I posted a couple of weeks ago about how I had credit card debt that my husband didn't know about until the night before our refinance closing. 

A couple of things have happen since then:

-I started seeing a therapist on my own. At some point he will also go. I've found it very enlightening. I've been going twice a week. It will drop to 1x per week soon. It is odd to talk to a total stranger (face to face) about this but it has been great/cathartic and really opened me up to why it got to that point (overwhelmed with work/kids/ etc, imbalance of power, communication issues.)

One thing pretty cool is my employer does "no questions asked" six sessions for free through the Employee Assistance program. So between insurance and work I should be good. 

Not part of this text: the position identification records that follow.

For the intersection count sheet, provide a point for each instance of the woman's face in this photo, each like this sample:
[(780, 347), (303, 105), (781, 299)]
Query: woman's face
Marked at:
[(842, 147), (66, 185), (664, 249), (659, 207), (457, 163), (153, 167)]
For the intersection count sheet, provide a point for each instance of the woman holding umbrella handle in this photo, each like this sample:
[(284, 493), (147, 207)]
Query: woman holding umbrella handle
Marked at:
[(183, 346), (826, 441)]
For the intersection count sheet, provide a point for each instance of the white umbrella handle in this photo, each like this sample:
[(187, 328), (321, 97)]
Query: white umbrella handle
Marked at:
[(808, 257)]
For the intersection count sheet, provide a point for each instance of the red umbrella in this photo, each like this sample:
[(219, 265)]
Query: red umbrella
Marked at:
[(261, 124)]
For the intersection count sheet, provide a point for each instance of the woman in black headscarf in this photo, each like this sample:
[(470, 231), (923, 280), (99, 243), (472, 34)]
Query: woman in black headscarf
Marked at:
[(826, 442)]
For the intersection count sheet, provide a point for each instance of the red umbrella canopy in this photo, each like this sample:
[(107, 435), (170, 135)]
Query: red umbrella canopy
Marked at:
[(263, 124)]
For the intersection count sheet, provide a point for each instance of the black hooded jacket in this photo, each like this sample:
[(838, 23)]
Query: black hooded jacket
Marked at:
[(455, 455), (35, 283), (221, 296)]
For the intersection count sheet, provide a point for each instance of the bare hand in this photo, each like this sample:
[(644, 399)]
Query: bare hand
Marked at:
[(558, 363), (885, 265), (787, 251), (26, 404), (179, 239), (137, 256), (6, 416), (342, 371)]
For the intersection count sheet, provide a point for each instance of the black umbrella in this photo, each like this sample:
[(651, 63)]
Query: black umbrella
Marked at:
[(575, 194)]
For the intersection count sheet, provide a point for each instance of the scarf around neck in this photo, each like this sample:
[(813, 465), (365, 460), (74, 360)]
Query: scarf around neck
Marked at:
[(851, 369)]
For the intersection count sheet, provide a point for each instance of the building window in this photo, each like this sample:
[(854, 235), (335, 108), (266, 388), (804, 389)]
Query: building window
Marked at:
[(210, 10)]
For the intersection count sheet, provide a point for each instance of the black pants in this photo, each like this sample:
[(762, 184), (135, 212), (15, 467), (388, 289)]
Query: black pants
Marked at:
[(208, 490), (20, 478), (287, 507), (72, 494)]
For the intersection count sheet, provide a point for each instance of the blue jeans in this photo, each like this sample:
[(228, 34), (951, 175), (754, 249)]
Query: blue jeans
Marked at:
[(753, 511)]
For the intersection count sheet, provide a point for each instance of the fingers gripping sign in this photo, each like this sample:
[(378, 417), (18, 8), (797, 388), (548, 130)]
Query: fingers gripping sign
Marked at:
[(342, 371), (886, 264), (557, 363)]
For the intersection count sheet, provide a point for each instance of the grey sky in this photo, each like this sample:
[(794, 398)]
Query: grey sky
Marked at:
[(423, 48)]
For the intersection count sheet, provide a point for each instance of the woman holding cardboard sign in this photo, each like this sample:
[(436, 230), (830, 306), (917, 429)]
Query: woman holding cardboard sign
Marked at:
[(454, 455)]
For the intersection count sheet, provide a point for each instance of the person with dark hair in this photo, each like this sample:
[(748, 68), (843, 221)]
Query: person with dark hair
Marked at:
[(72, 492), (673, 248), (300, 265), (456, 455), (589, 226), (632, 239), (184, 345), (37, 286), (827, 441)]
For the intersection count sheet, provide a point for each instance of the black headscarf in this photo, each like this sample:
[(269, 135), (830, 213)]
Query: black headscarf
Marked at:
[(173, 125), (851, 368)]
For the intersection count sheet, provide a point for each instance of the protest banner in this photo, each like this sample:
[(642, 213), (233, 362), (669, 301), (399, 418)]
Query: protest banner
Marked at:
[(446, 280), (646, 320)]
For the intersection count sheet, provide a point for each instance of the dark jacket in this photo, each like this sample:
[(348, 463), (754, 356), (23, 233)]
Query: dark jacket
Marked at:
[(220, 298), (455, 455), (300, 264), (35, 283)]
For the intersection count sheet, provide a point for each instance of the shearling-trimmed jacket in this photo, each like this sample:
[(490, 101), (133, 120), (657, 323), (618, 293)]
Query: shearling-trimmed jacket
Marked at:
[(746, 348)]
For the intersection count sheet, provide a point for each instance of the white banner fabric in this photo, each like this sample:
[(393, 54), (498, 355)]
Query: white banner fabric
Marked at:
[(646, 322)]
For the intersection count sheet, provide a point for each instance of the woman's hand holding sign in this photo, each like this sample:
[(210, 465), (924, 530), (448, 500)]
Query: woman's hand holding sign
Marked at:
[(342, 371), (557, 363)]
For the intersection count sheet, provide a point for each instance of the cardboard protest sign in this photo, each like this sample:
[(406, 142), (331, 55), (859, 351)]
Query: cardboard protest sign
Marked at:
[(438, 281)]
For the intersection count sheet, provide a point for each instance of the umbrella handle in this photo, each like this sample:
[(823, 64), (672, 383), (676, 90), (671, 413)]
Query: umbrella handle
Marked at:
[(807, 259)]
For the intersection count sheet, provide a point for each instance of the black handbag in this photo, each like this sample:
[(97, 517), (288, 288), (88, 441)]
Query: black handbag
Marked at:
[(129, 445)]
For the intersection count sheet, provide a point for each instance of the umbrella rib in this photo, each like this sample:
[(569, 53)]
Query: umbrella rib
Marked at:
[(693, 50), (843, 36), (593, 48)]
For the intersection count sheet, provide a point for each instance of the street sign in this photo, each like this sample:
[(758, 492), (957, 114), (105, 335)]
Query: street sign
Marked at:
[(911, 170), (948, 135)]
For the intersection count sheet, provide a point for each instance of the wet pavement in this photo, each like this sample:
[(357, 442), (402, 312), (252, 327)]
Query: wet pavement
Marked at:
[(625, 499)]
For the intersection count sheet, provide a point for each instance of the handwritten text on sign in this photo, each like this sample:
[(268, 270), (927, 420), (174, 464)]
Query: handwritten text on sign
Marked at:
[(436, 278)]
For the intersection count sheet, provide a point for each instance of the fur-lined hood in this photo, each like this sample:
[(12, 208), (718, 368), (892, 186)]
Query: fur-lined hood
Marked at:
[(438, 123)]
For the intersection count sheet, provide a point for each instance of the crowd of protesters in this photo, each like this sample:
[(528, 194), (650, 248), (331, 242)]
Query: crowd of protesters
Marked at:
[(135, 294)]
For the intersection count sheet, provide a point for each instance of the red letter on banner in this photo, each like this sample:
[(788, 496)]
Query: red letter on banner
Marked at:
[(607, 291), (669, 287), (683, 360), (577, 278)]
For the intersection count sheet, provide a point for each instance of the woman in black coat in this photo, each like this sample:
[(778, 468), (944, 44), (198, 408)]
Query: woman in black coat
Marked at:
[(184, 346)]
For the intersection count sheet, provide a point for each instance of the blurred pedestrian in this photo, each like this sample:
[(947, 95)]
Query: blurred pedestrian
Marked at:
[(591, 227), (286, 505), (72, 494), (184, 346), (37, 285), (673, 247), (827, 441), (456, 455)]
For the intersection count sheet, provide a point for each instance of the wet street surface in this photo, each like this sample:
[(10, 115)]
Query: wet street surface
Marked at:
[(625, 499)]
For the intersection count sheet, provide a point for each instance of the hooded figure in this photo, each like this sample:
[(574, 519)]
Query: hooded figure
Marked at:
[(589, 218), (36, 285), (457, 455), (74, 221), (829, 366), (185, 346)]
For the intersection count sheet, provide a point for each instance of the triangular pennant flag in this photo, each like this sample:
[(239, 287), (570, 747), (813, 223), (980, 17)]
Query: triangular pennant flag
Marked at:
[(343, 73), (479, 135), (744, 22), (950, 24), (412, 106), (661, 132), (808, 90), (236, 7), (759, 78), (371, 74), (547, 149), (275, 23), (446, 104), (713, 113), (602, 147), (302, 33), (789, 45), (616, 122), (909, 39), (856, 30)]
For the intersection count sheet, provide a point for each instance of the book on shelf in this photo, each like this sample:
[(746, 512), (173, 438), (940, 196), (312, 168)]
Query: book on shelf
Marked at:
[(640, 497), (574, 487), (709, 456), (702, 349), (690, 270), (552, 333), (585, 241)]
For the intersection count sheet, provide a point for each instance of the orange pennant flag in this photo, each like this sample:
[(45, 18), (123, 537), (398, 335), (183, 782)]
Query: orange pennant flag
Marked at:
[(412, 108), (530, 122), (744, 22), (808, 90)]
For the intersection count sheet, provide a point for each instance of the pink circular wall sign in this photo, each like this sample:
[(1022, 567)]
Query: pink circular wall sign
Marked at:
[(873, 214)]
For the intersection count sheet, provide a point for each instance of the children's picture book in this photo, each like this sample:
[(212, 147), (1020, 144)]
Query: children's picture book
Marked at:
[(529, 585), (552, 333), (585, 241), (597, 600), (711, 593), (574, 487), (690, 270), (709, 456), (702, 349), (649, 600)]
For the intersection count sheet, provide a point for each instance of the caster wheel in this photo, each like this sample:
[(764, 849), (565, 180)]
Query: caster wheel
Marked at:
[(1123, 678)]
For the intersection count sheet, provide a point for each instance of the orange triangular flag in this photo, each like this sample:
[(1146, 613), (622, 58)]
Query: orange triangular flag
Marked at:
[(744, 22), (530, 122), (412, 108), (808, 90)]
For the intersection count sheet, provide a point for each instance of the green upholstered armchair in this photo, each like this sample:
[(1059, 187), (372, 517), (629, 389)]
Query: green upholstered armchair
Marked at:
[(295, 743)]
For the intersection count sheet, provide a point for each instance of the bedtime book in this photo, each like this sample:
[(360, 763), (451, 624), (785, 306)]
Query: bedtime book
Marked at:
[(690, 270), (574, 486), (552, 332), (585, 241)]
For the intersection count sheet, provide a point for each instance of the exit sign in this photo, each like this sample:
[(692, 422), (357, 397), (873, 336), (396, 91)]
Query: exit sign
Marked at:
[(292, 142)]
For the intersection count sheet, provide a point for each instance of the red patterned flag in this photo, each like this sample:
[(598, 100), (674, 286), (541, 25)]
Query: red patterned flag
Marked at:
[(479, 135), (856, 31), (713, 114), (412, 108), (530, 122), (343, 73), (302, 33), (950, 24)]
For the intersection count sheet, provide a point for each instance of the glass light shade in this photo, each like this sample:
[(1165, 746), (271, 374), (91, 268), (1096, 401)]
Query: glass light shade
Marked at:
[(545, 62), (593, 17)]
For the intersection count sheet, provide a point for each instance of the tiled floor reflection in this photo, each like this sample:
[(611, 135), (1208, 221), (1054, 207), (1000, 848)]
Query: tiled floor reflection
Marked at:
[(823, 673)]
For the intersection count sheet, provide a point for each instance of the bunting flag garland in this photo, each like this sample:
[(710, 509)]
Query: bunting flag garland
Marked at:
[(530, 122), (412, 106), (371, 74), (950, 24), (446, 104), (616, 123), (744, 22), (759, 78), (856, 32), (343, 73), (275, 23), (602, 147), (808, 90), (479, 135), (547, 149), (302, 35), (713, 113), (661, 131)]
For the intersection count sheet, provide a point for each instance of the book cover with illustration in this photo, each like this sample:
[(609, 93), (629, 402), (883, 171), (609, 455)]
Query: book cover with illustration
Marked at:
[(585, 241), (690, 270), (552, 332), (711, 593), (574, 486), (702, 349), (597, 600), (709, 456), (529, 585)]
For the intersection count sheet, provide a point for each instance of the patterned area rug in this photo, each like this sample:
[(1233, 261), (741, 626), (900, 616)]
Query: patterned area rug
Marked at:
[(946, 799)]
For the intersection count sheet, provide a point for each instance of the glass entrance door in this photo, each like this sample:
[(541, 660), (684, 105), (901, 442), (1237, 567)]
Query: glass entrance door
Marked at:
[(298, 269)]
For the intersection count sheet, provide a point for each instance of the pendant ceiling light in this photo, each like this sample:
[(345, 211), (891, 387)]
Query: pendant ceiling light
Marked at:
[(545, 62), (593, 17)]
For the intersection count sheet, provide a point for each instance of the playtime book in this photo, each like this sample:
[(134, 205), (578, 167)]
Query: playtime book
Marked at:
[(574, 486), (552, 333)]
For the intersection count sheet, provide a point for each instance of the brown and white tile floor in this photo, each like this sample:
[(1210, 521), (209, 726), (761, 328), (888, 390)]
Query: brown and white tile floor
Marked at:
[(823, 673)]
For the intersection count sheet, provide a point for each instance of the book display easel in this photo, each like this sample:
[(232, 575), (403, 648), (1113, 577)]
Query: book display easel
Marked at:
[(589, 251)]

-Part of therapy has been identifying what I want in our relationship. I've felt like his job and opinion have always had more sway in the conversation.His job will never change (or very likely never). However, I am working on telling him what I need more so that I don't feel so overwhelmed, frustrated that I can be a more equal partner. The therapist refers to it as finding my voice. 

-DH and I have been having twice a week sit down talks about finances and then filling in as needed. He can see all of our/my accounts and where money is going. We talk about what is getting paid and what my plans are so there are no surprises $ wise. He said that he won't be mad if I tell him before hand about spending.  I've also adjusted my spending (ie. coffees, lunches out all.the.time, books.all. the.time.) It feels good to actually talk to him about stuff rather than worrying about his response. It has sucked when he has pointed out that I can't really afford to do all I want. It has been good because he is now seeing that some of the stuff was me funding things that really should have been funded by both of us (Gifts for family, clothes for the girls, etc.)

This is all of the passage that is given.